Einige dieser Fotografen stammen aus dem eigenen Nachwuchs. Als Werner Mahler seinen Lehrstuhl an der privaten Fotografieschule am Schiffbauerdamm aufgeben wollte, überzeugten ihn seine Studenten, eine eigene Schule aufzubauen. Daraufhin gründete er gemeinsam mit Thomas Sandberg 2004 die Ostkreuzschule. Ein Jahr darauf stieß Ute Mahler als Lehrkraft dazu. Heute, nach fast zwanzigjährigem Bestehen, ist die Schule eine lebendige und wichtige Ausbildungsstätte für junge Fotografen und Bildredakteure. „An der Ostkreuzschule stehen die Arbeiten der Studenten im Mittelpunkt“, erzählt die ehemalige Ostkreuzlerin und Fotografin Anne Schwalbe. Sie gehörte zum ersten Jahrgang, wie Tobias Kruse, der mittlerweile selbst Mitglied der Ostkreuz-Agentur und Dozent an der Schule ist. Er hat damals als Praktikant in der Agentur angefangen und erinnert sich an den Unterricht mit Ute Mahler: „Es war sehr familiär. Wir haben einfach über Bilder geredet und uns das Werk von Fotografen und Fotografinnen angeguckt. So ist es im Prinzip heute noch. Man trifft sich und redet über Bilder, irgendwann dann hauptsächlich über die eigenen.“

Werner Mahler Berka
Aus Werner Mahlers Abschlussarbeit über das Leben der Bewohner des thüringischen Dorfes Berka, 1977/78. © Werner Mahler
Ute Mahler Zirkus Hein
Eine Aufnahme aus der Serie „Zirkus Hein", 1973-1974, Ute Mahlers Diplomarbeit. © Ute Mahler

Wie richtig die Entscheidung war, sich die Zeit zwischen der Professur und der eigenen Arbeit aufzuteilen, beschreibt Ute Mahler während unserem Besuch rückblickend: „Dass ich alle zwei Wochen in einer Auftragnehmerin-Situation wie die Studenten war, fand ich immer sehr gut. Da hat man ein Thema, noch nicht wissend, wie man es umsetzt, dann tastet man sich ran, entwickelt ein eigenes Konzept etc. Diese Wechselwirkung fand ich großartig. Deshalb hat es auch so lange Spaß gemacht.“ Und Werner Mahler ergänzend: „Auch für die Studenten ist diese Praxiserfahrung der Lehrenden sehr wichtig.“ Seit ihren fotografischen Anfängen in den 1970er-Jahren verfolgen die beiden einen ähnlichen dokumentarischen Ansatz, bei dem das Hauptinteresse dem Alltag der Menschen gilt, wie ihre jeweiligen Serien angefangen mit „Zusammenleben“ (Ute Mahler), „Berka 1977/78“ (Werner Mahler) bis heute mit „Strömen“ (Ute Mahler und Werner Mahler) zeigen.

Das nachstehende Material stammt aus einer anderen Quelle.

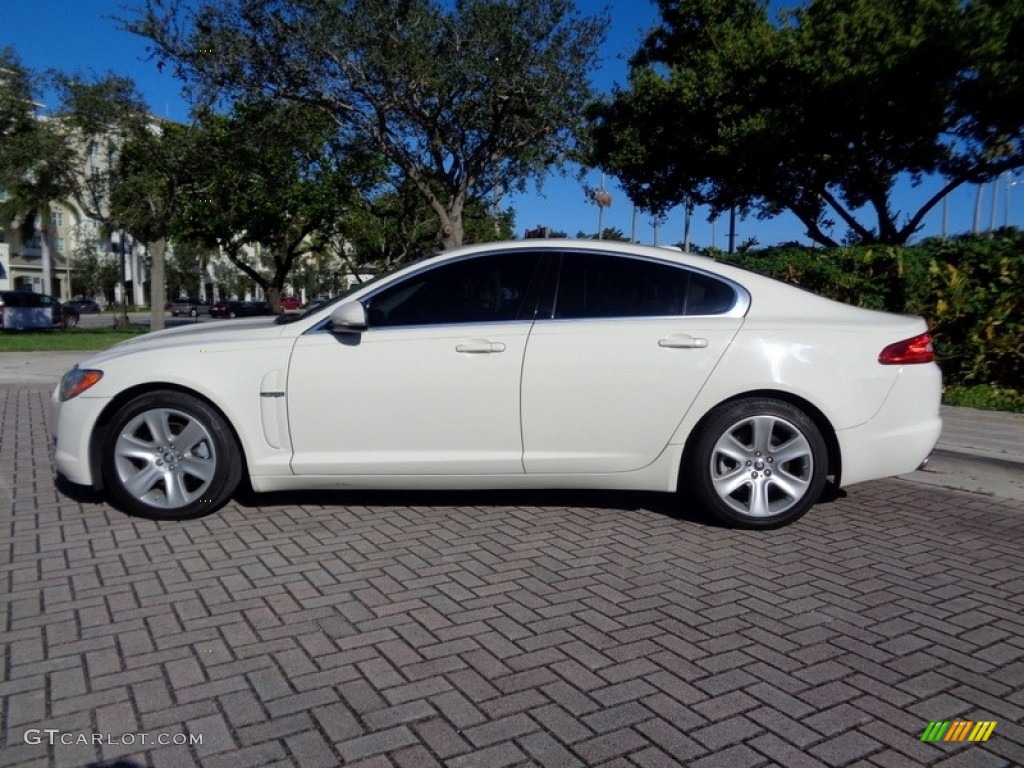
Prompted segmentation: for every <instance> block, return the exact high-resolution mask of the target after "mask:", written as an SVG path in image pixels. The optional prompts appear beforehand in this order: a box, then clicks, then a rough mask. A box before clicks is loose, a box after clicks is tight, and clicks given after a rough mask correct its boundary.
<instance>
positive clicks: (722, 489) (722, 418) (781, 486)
mask: <svg viewBox="0 0 1024 768" xmlns="http://www.w3.org/2000/svg"><path fill="white" fill-rule="evenodd" d="M693 439H694V443H693V446H692V450H691V451H689V452H688V454H687V464H686V467H685V468H684V470H685V471H684V478H683V480H684V482H687V484H688V485H689V486H691V487H692V488H693V489H694V490H695V493H696V495H697V498H698V501H699V502H700V504H701V506H703V507H705V508H706V509H707V510H708V511H710V512H711V513H712V514H714V515H715V516H716V517H718V518H719V519H720V520H722V521H723V522H725V523H726V524H728V525H733V526H736V527H745V528H771V527H778V526H779V525H785V524H787V523H791V522H793V521H794V520H796V519H798V518H799V517H801V516H802V515H804V514H805V513H806V512H807V511H808V510H809V509H810V508H811V507H812V506H814V504H815V502H817V500H818V498H819V497H820V496H821V492H822V489H823V488H824V484H825V477H826V474H827V471H828V469H827V464H828V461H827V450H826V447H825V441H824V438H823V437H822V436H821V431H820V430H819V429H818V427H817V425H816V424H815V423H814V422H813V421H812V420H811V419H810V418H809V417H808V416H807V415H806V414H805V413H804V412H803V411H801V410H800V409H798V408H796V407H795V406H792V404H791V403H788V402H784V401H782V400H776V399H773V398H768V397H751V398H744V399H740V400H734V401H732V402H728V403H726V404H724V406H722V407H721V408H719V409H718V410H716V411H715V412H713V413H712V414H711V415H710V416H709V418H708V419H707V420H706V421H705V422H703V423H702V424H701V426H700V427H699V429H698V431H697V433H696V434H695V435H694V437H693Z"/></svg>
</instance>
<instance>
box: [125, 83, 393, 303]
mask: <svg viewBox="0 0 1024 768" xmlns="http://www.w3.org/2000/svg"><path fill="white" fill-rule="evenodd" d="M185 133H186V134H187V143H186V144H185V145H184V146H185V147H186V148H185V150H184V152H181V153H179V154H178V159H177V160H176V161H175V160H169V162H168V167H177V168H178V169H179V170H178V179H177V181H176V183H177V187H176V189H174V190H173V195H172V194H171V190H169V189H168V190H167V193H166V194H165V195H164V196H162V199H164V200H170V201H172V202H173V205H174V208H173V210H172V211H169V212H168V225H169V228H170V230H171V233H172V236H173V238H174V239H175V240H176V241H179V242H184V243H195V244H199V245H202V246H205V247H207V248H216V249H220V251H221V253H223V254H224V256H226V257H227V258H228V259H229V260H230V261H231V263H233V264H234V265H236V266H237V267H238V268H239V269H241V270H242V271H243V272H245V273H246V274H247V275H248V276H249V278H250V279H251V280H252V281H253V282H254V283H255V284H256V285H258V286H260V288H262V289H263V291H264V292H265V293H266V295H267V298H268V299H269V301H270V303H271V304H272V305H273V306H274V308H275V309H278V308H279V299H280V296H281V291H282V289H283V288H284V286H285V285H286V283H287V281H288V276H289V273H290V272H291V271H292V268H293V267H294V265H295V263H296V261H297V260H298V259H299V258H300V257H302V256H304V255H305V254H307V253H310V252H311V251H313V250H316V249H318V248H322V247H324V245H325V243H327V242H329V241H331V240H332V239H333V238H334V237H335V236H336V234H338V233H339V227H341V226H342V225H343V223H344V221H345V215H346V212H347V210H348V209H350V208H351V207H353V205H355V204H356V203H355V201H356V199H357V191H356V190H357V189H359V188H365V187H368V186H373V185H374V183H375V180H374V179H375V172H376V167H377V166H376V158H375V157H374V156H373V155H371V154H368V153H366V152H364V151H362V150H361V148H360V147H357V146H351V145H346V144H341V143H339V142H338V141H337V140H336V134H335V133H334V131H333V124H332V123H331V121H330V120H329V118H328V117H327V116H326V115H325V114H324V113H322V112H319V111H316V110H313V109H311V108H309V106H308V105H306V104H301V103H297V102H282V101H275V102H270V101H263V102H260V103H258V104H256V103H252V104H238V105H237V106H236V109H234V111H233V112H232V113H231V114H230V115H226V116H225V115H219V114H216V113H213V112H209V111H207V112H203V113H202V114H201V115H200V116H199V120H198V121H197V123H196V125H195V126H193V127H191V128H189V129H187V131H185V132H184V133H183V132H182V131H181V130H180V129H175V130H174V131H172V133H170V134H168V139H167V143H168V145H170V146H174V145H175V142H176V143H177V145H181V143H180V142H181V140H182V139H183V138H184V137H185ZM126 156H127V155H126ZM127 157H130V156H127ZM126 202H127V201H126ZM245 245H252V246H258V247H259V249H260V251H261V254H262V258H261V259H259V263H254V262H251V261H250V260H249V259H247V258H245V257H244V256H243V246H245Z"/></svg>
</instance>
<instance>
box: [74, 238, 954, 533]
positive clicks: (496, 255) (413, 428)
mask: <svg viewBox="0 0 1024 768" xmlns="http://www.w3.org/2000/svg"><path fill="white" fill-rule="evenodd" d="M295 317H297V319H294V322H285V321H286V319H293V318H295ZM940 378H941V377H940V374H939V370H938V368H937V367H936V365H935V362H934V361H933V353H932V347H931V338H930V336H929V334H928V330H927V328H926V325H925V322H924V321H923V319H921V318H919V317H905V316H898V315H893V314H887V313H884V312H877V311H870V310H866V309H860V308H856V307H852V306H847V305H845V304H840V303H837V302H834V301H829V300H827V299H824V298H820V297H818V296H815V295H812V294H810V293H807V292H804V291H801V290H799V289H797V288H793V287H791V286H786V285H783V284H781V283H778V282H776V281H773V280H770V279H767V278H764V276H761V275H758V274H755V273H752V272H748V271H744V270H741V269H738V268H735V267H733V266H729V265H726V264H721V263H716V262H714V261H712V260H710V259H707V258H703V257H699V256H690V255H684V254H681V253H679V252H676V251H669V250H665V249H653V248H646V247H642V246H633V245H626V244H622V243H606V242H605V243H602V242H588V241H536V240H535V241H520V242H514V243H504V244H488V245H485V246H477V247H471V248H463V249H460V250H456V251H451V252H446V253H443V254H441V255H438V256H435V257H433V258H430V259H427V260H424V261H421V262H418V263H415V264H410V265H407V266H406V267H403V268H401V269H399V270H398V271H396V272H393V273H391V274H389V275H386V276H384V278H381V279H378V280H376V281H374V282H372V283H370V284H365V285H362V286H357V287H356V288H355V290H353V291H352V292H350V293H349V294H347V295H345V296H341V297H339V298H338V299H336V300H334V301H333V302H331V303H329V304H326V305H323V306H319V307H317V308H315V309H312V310H310V311H308V312H306V313H305V314H302V315H292V317H291V318H286V317H282V318H276V319H272V318H254V319H243V321H231V322H226V323H222V324H217V325H214V326H209V325H200V326H188V327H184V328H176V329H171V330H167V331H161V332H159V333H153V334H150V335H147V336H144V337H140V338H138V339H133V340H131V341H127V342H124V343H122V344H119V345H118V346H115V347H113V348H111V349H109V350H106V351H104V352H100V353H99V354H96V355H94V356H92V357H90V358H88V359H86V360H84V361H83V362H82V364H80V365H79V366H78V367H77V368H75V369H74V370H72V371H70V372H68V374H67V375H66V376H65V377H63V380H62V381H61V383H60V385H59V387H58V388H57V390H56V391H55V392H54V400H55V401H56V403H57V406H58V414H59V418H58V423H57V441H56V465H57V470H58V471H59V472H60V473H62V474H63V475H65V476H66V478H67V479H68V480H70V481H72V482H74V483H80V484H86V485H92V486H95V487H100V488H105V492H106V494H108V495H109V498H110V499H111V500H112V501H113V502H114V504H115V505H116V506H118V507H120V508H122V509H123V510H125V511H127V512H129V513H132V514H136V515H141V516H145V517H153V518H175V519H182V518H188V517H196V516H199V515H203V514H206V513H208V512H211V511H213V510H215V509H217V508H218V507H220V506H221V505H223V504H224V503H225V502H226V501H227V500H228V499H229V498H230V497H231V495H232V494H233V493H234V490H236V488H237V486H238V485H239V483H240V482H241V480H242V478H243V476H245V477H247V478H248V479H249V481H250V483H251V485H252V487H253V489H254V490H256V492H268V490H285V489H292V488H338V489H341V488H407V489H409V488H584V487H586V488H625V489H644V490H659V492H666V493H672V492H676V493H678V494H680V495H681V496H683V497H684V498H686V499H687V500H694V501H696V502H697V503H699V504H700V505H701V506H702V507H705V508H706V509H707V510H709V511H710V512H712V513H714V514H715V515H716V516H717V517H718V518H720V519H721V520H723V521H725V522H727V523H728V524H731V525H737V526H745V527H771V526H776V525H781V524H785V523H788V522H792V521H793V520H795V519H797V518H798V517H800V516H801V515H802V514H804V513H805V512H806V511H807V510H808V509H809V508H810V507H811V506H813V505H814V503H815V502H816V501H817V500H818V498H819V496H820V495H821V493H822V489H823V487H824V485H825V482H826V480H827V478H828V477H831V478H833V481H834V482H835V483H836V484H842V485H847V484H851V483H856V482H861V481H863V480H870V479H874V478H880V477H885V476H889V475H898V474H902V473H906V472H910V471H912V470H914V469H915V468H918V467H919V466H920V465H921V464H922V463H923V462H924V461H925V460H926V459H927V457H928V455H929V453H930V452H931V451H932V449H933V447H934V445H935V442H936V440H937V439H938V435H939V429H940V420H939V396H940V386H941V381H940Z"/></svg>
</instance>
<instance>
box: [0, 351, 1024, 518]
mask: <svg viewBox="0 0 1024 768" xmlns="http://www.w3.org/2000/svg"><path fill="white" fill-rule="evenodd" d="M90 354H91V352H0V386H2V385H9V384H31V385H35V386H43V385H45V386H56V384H57V382H58V381H60V377H61V376H62V375H63V373H65V371H67V370H68V369H70V368H71V367H72V366H74V365H75V364H76V362H78V361H80V360H82V359H85V358H86V357H88V356H89V355H90ZM904 478H905V479H908V480H912V481H914V482H924V483H927V484H930V485H939V486H942V487H948V488H957V489H961V490H970V492H974V493H979V494H989V495H991V496H995V497H998V498H1001V499H1014V500H1016V501H1024V414H1006V413H1000V412H995V411H978V410H976V409H970V408H951V407H948V406H943V407H942V435H941V436H940V437H939V444H938V445H936V447H935V452H934V453H933V454H932V458H931V461H930V462H929V464H928V467H926V468H925V469H924V470H919V471H918V472H913V473H912V474H909V475H904Z"/></svg>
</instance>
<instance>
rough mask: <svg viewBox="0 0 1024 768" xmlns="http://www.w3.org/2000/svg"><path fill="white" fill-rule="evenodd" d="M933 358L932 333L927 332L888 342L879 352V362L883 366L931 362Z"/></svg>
mask: <svg viewBox="0 0 1024 768" xmlns="http://www.w3.org/2000/svg"><path fill="white" fill-rule="evenodd" d="M934 359H935V350H934V349H933V348H932V335H931V334H927V333H926V334H922V335H921V336H914V337H913V338H912V339H903V341H897V342H896V343H895V344H890V345H889V346H887V347H886V348H885V349H883V350H882V352H881V353H880V354H879V362H881V364H882V365H883V366H910V365H913V364H915V362H931V361H932V360H934Z"/></svg>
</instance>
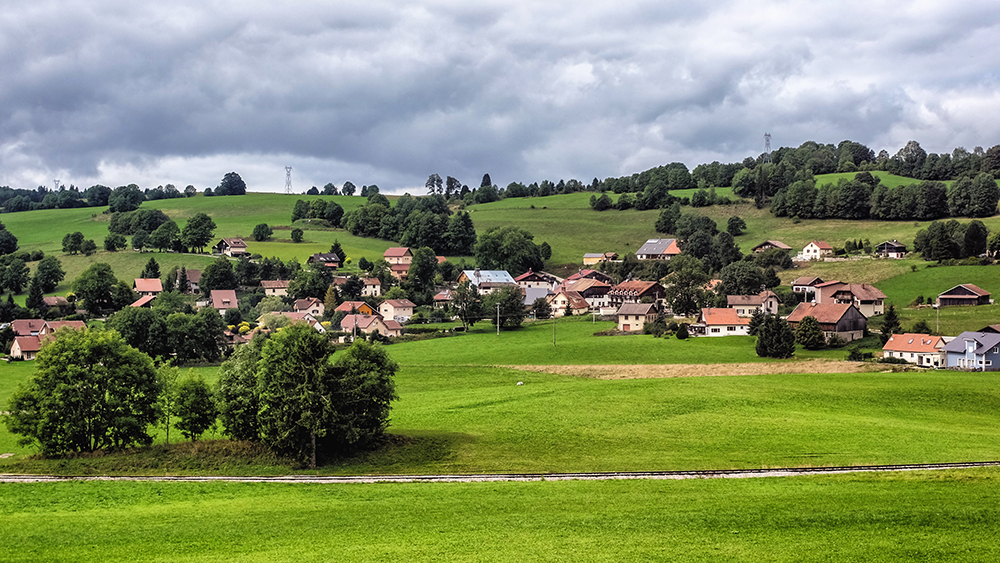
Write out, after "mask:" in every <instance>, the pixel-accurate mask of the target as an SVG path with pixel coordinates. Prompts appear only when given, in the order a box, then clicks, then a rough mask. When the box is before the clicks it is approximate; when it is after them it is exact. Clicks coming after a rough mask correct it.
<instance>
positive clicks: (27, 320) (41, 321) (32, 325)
mask: <svg viewBox="0 0 1000 563" xmlns="http://www.w3.org/2000/svg"><path fill="white" fill-rule="evenodd" d="M10 328H11V330H13V331H14V335H15V336H31V333H32V332H35V333H37V332H41V330H42V329H43V328H45V321H44V320H43V319H17V320H15V321H11V323H10Z"/></svg>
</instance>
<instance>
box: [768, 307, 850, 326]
mask: <svg viewBox="0 0 1000 563" xmlns="http://www.w3.org/2000/svg"><path fill="white" fill-rule="evenodd" d="M852 308H854V309H855V310H857V308H856V307H854V305H852V304H851V303H799V305H798V307H796V308H795V310H794V311H792V314H790V315H788V318H787V319H786V320H787V321H788V322H790V323H797V322H799V321H801V320H802V319H804V318H806V317H814V318H815V319H816V320H817V321H819V322H820V323H822V324H837V323H838V322H839V321H840V319H842V318H844V315H846V314H847V311H849V310H850V309H852ZM858 314H860V312H859V313H858Z"/></svg>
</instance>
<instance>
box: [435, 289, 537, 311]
mask: <svg viewBox="0 0 1000 563" xmlns="http://www.w3.org/2000/svg"><path fill="white" fill-rule="evenodd" d="M549 295H555V293H553V292H552V290H551V289H549V288H547V287H526V288H524V306H525V307H530V306H532V305H534V304H535V300H536V299H539V298H541V299H546V298H548V296H549ZM434 299H435V300H437V297H435V298H434Z"/></svg>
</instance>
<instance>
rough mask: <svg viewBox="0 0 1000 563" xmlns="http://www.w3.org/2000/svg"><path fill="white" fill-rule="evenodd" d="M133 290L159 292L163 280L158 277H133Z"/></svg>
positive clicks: (160, 290) (153, 292) (159, 290)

Ein aktuelles Projekt vereint Mahlers mit einem weiteren Fotograf-Mitglied der Familie. Für seine Abschlussarbeit an der HGB Leipzig hatte Werner Mahler in den Siebzigerjahren das Dorfleben in Berka dokumentiert, Ute Mahlers Geburtsort. Damals wussten beide noch nicht, dass Ute Mahlers Vater Ludwig Schirmer, später ein erfolgreicher Werbefotograf in Berlin, in Berka seine ersten fotografischen Schritte gegangen war. Anfang nächsten Jahres wird ein Buch bei Hartmann Books erscheinen, das alle drei Fotografen und über 70 Jahre Dorfgeschichte zusammenbringt. Auch Ute Mahler hat nun zum ersten Mal in Berka fotografiert. Wie bei allen Projekten von Ute und Werner Mahler wird Fotografie auch hier eine bewahrende, menschliche und gemeinschaftliche Angelegenheit sein.